Era un francés menudo y achaparrado, con los ojos inflamados y llorosos; el pañuelo que llevaba a la manera de las campesinas lo anudaba por encima del gorro; también vestía una pelliza de mujer. Animado evidentemente por el vodka, abrazado al ruso que tenía al lado, cantaba con voz ronca y quebrada una canción francesa. Los soldados lo miraban y reían a más no poder.
—¡Bravo! ¿A ver, cómo es? ¡Enséñame! La aprenderé en seguida… ¿Cómo es?— decía el soldado al que Morel abrazaba.
—Vive Henri Quatre. Vive ce roi vaillant— cantó Morel, guiñando un ojo. —Ce diable à quatre…[623]
—Vivarika! Vif sieruvaru! Sidiablakla…— repitió el ruso, agitando una mano y acertando efectivamente con la melodía de la canción.
—¡Bravo! ¡Ja, ja, ja!— se oyó desde varias partes, entre toscas y sonoras carcajadas.
También rió Morel, frunciendo el rostro.
—¡Sigue! ¡Sigue!
—¡También eso está entonado! ¡A ver, a ver, Zalietáev!
—Kiu…— pronunció con esfuerzo Zalietáev. —Kiuiuiu…— canturreó, redondeando convenientemente los labios —letriptalá de bu de ba detravagalá…— cantó.
—¡Bien! ¡Bien! ¡Estupendo! ¡Lo haces igual que un francés! ¡Ja, ja, ja! Bueno, ¿quieres comer más?
—Dadle rancho, no se saciará pronto después de haber pasado tanta hambre.
Le dieron más rancho y Morel, riendo, comenzó su tercer plato. Todos los soldados jóvenes que lo rodeaban sonreían alegres. Los viejos, que consideraban poco digno ocuparse de semejantes tonterías, se habían agrupado de la otra parte de la hoguera, se incorporaban de vez en cuando y miraban a Morel con una sonrisa.
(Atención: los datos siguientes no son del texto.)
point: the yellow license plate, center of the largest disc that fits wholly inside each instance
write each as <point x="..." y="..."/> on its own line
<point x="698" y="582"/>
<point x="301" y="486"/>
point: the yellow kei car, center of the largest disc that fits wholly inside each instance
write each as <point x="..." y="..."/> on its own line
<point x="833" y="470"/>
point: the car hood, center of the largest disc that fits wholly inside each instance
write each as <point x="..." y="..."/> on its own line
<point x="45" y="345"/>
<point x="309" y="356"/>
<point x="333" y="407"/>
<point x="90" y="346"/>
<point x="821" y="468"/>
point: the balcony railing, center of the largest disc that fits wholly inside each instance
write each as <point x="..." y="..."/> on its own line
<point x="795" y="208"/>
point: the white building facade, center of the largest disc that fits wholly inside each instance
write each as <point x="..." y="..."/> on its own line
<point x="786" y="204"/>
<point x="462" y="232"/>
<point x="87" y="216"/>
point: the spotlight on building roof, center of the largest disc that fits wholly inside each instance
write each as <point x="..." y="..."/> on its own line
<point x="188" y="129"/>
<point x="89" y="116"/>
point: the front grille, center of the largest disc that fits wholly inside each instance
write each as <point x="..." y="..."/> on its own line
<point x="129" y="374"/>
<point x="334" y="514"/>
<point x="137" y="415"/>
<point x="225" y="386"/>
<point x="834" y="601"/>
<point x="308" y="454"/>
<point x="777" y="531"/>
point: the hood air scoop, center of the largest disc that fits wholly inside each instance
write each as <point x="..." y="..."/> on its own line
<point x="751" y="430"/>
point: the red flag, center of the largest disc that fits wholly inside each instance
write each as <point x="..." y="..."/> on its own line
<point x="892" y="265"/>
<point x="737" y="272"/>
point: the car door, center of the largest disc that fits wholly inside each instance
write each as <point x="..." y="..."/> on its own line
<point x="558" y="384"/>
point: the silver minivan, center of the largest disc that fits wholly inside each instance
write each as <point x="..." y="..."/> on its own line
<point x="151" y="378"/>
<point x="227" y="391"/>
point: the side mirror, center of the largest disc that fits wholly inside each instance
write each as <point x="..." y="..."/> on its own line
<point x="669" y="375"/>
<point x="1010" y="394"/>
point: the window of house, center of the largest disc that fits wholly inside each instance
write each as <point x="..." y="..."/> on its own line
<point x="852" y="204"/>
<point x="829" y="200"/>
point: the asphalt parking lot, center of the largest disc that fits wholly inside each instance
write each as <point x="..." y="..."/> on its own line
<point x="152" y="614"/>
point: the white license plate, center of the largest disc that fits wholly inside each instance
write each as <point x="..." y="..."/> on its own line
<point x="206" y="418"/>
—También ellos son hombres— dijo uno, envolviéndose en el capote. —Hasta el ajenjo tiene sus raíces…
—¡Dios mío! ¡Dios mío! ¡Cuántas estrellas! Anuncia helada…
Y todo quedó en silencio. Las estrellas, como si supieran que ya nadie las miraría, rutilaban en el cielo negro. Ya encendiéndose, ya palideciendo y temblando, se comunicaban secretamente algo alegre pero misterioso.